Pityrodia loricata is a flowering plant in the mint family Lamiaceae and is endemic to Australia. It is a dense, greyish, multi-stemmed shrub with whorled leaves, prominent sepals and pale, pinkish-white flowers. It is common in Western Australia and the Northern Territory and there is a single record from South Australia.

==Description==
Pityrodia loricata is a dense, multi-stemmed shrub which usually grows to a height of 0.3-0.6 m and which has its branches and leaves densely covered with silvery, shield-shaped scales, although the scales may be difficult to see without a hand lens. The leaves are stalkless, arranged in whorls, more or less crowded near the ends of the branches, lance-shaped, 8-20 cm long and 3-5 mm wide.

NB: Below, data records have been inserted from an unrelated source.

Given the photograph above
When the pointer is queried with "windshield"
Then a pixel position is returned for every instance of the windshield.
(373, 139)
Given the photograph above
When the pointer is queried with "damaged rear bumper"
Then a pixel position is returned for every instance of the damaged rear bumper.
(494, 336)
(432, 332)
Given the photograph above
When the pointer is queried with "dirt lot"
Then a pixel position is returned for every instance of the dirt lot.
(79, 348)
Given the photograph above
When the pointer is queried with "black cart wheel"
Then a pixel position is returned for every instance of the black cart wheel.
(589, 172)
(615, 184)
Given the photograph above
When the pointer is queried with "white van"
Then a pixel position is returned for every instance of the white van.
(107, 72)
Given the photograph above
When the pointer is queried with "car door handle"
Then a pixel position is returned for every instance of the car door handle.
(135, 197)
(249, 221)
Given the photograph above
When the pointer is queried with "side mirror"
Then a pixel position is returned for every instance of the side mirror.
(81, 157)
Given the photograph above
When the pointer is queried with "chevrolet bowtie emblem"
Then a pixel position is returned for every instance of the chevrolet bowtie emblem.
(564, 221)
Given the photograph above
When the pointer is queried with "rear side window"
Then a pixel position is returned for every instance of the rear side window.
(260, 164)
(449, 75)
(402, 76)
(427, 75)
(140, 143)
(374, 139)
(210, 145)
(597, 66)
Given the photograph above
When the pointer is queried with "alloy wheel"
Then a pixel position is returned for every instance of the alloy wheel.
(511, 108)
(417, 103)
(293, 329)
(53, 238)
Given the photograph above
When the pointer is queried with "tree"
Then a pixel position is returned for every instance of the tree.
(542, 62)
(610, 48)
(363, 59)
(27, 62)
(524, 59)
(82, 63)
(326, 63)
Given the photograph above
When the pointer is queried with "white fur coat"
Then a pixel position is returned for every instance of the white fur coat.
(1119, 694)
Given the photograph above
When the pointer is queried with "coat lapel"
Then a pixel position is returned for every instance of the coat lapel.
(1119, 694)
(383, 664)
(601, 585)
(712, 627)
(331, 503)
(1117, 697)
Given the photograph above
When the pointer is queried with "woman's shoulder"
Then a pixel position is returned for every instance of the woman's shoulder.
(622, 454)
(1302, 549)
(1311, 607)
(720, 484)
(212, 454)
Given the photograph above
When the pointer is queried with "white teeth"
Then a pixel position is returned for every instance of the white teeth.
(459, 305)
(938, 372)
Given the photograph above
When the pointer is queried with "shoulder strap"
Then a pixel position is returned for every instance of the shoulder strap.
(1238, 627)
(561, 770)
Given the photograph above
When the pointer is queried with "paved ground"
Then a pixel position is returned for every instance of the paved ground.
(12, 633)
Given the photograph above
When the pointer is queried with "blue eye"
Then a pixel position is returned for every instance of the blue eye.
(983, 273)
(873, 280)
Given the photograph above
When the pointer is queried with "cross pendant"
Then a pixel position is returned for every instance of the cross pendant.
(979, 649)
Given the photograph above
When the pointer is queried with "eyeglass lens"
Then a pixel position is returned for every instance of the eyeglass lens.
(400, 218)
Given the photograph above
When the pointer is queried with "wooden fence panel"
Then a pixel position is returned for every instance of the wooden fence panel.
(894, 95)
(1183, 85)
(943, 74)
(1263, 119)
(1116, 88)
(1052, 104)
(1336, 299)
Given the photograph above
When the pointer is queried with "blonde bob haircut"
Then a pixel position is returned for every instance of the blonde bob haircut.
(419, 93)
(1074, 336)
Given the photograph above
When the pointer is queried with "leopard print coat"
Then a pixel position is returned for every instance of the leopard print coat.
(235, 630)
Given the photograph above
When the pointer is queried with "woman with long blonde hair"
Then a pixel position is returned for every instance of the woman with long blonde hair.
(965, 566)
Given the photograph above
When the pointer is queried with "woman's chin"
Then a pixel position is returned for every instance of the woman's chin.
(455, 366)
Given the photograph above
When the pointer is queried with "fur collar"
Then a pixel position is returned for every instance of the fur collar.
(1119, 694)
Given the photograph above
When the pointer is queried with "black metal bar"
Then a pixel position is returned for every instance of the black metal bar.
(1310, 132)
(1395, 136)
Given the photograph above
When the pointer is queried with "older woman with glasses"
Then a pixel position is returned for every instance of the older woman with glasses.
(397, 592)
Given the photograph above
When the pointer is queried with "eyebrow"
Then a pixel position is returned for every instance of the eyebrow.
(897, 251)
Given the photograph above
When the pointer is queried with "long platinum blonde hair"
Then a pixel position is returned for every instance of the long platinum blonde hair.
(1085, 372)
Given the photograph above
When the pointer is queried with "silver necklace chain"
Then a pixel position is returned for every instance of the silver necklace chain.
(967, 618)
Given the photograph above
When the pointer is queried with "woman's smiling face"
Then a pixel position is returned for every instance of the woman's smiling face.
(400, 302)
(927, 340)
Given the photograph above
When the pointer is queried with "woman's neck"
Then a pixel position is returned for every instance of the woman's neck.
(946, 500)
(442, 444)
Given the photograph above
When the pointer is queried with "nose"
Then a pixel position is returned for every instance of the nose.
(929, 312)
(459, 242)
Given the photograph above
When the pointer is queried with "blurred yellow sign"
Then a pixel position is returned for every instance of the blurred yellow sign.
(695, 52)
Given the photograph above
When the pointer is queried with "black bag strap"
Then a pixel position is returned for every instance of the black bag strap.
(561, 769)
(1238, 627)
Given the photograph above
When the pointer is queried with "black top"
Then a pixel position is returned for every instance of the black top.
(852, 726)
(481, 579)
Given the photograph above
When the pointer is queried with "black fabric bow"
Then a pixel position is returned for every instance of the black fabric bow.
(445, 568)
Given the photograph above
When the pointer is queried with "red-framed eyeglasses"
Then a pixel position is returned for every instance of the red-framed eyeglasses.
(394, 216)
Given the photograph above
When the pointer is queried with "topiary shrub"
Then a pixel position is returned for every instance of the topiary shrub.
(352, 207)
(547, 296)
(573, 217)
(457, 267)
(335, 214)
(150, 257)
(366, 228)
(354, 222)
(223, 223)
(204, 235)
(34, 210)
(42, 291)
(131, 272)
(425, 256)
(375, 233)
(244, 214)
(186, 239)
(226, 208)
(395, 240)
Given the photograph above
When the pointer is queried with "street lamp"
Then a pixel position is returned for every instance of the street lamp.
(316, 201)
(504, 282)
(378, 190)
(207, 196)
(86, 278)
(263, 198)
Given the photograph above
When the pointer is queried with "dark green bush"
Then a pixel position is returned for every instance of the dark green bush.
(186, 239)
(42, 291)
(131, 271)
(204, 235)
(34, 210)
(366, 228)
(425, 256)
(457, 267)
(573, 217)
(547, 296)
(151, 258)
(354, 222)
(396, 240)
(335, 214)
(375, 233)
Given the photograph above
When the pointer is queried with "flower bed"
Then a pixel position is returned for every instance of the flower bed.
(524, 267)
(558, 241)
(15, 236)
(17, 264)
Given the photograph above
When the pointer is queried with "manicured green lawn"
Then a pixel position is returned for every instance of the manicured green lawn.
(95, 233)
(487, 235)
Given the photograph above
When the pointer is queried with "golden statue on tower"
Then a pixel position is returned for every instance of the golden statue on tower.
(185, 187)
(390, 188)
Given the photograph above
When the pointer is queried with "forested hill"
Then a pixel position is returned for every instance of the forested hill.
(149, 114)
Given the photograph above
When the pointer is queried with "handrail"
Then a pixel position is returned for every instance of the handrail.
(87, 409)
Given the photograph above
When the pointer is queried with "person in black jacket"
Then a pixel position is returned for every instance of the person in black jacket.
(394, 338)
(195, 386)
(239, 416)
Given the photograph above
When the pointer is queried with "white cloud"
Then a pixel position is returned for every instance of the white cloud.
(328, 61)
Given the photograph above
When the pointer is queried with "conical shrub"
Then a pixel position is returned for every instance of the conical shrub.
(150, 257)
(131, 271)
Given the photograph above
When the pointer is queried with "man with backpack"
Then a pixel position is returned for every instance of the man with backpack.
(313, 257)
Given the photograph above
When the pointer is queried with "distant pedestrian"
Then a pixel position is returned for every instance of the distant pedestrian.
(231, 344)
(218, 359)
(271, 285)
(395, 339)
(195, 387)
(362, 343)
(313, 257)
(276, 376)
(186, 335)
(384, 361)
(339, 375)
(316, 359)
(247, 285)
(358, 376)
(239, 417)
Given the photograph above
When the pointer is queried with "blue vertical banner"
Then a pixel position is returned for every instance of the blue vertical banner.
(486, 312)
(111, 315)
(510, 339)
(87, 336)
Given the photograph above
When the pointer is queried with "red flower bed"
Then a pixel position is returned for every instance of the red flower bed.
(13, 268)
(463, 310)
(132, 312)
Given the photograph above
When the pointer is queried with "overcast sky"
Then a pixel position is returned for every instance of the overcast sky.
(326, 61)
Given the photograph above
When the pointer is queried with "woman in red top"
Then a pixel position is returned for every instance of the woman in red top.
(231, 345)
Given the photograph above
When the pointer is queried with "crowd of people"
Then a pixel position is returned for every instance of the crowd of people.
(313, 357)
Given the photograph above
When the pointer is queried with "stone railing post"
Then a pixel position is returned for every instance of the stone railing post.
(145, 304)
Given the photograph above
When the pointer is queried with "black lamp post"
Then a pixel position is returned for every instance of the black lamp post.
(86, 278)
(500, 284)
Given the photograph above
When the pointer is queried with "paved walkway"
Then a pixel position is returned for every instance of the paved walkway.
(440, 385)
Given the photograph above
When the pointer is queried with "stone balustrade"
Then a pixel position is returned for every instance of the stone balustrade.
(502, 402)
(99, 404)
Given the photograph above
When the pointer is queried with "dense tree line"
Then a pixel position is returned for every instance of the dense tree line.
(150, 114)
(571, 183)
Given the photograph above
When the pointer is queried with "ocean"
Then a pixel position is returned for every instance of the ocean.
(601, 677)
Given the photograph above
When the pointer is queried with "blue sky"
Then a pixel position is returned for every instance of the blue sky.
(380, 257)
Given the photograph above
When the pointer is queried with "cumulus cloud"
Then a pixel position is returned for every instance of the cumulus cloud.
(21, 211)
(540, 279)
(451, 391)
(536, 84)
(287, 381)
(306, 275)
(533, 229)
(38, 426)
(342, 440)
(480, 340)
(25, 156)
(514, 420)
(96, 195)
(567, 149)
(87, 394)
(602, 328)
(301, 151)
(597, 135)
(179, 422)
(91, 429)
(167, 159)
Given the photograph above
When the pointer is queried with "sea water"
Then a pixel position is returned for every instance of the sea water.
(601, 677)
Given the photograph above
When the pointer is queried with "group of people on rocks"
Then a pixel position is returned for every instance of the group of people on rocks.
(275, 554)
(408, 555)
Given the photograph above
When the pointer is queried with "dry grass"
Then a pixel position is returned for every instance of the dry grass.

The flowers are pale whitish-pink and are usually arranged in groups of up to three on stalks 1-2 mm long in upper leaf axils. The flowers are surrounded by linear to lance-shaped bracts and bracteoles which are 2-5 mm long, scaly on the outside and glabrous and scale-less on the inside. The five sepals are 5-7 mm long and joined for about half their length to form a tube with five lance-shaped lobes. The sepals are scaly on the outside of the tube and on the lobes but the inside of the sepal tube is glabrous. The five petals are 7-9 mm long and glabrous except for a densely hairy ring around the ovary and a few long hairs on the lowest petal. The petals are joined to form a tube with five lobes in two "lips", the lower lip having three lobes. The central, lower lobe is broad elliptic to almost circular in shape, 3-4 mm long and about 3 mm wide and significantly larger than the other four which are about the same size as each other. Flowering occurs from May to November and is followed by hairy, oval-shaped fruit with the sepals still attached.

==Taxonomy and naming==
This species was first formally described in 1876 by Ferdinand von Mueller who gave it the name Chloanthes loricata and published the description in Fragmenta phytographiae Australiae. In 1904 Georg Pritzel changed the name to Pityrodia loricata. The specific epithet (loricata) is a Latin word meaning "clad in mail".

==Distribution and habitat==
This pityrodia grows in red or yellow sand on sand dunes. It is found in the near Lake Carnegie, Coolgardie and Eucla districts in Western Australia, near Mount Sonder in the MacDonnell Ranges in the Northern Territory and there is a single record from Mamungari Conservation Park in South Australia.

==Conservation==
Pityrodia loricata is classified as "not threatened" by the Western Australian Government Department of Parks and Wildlife.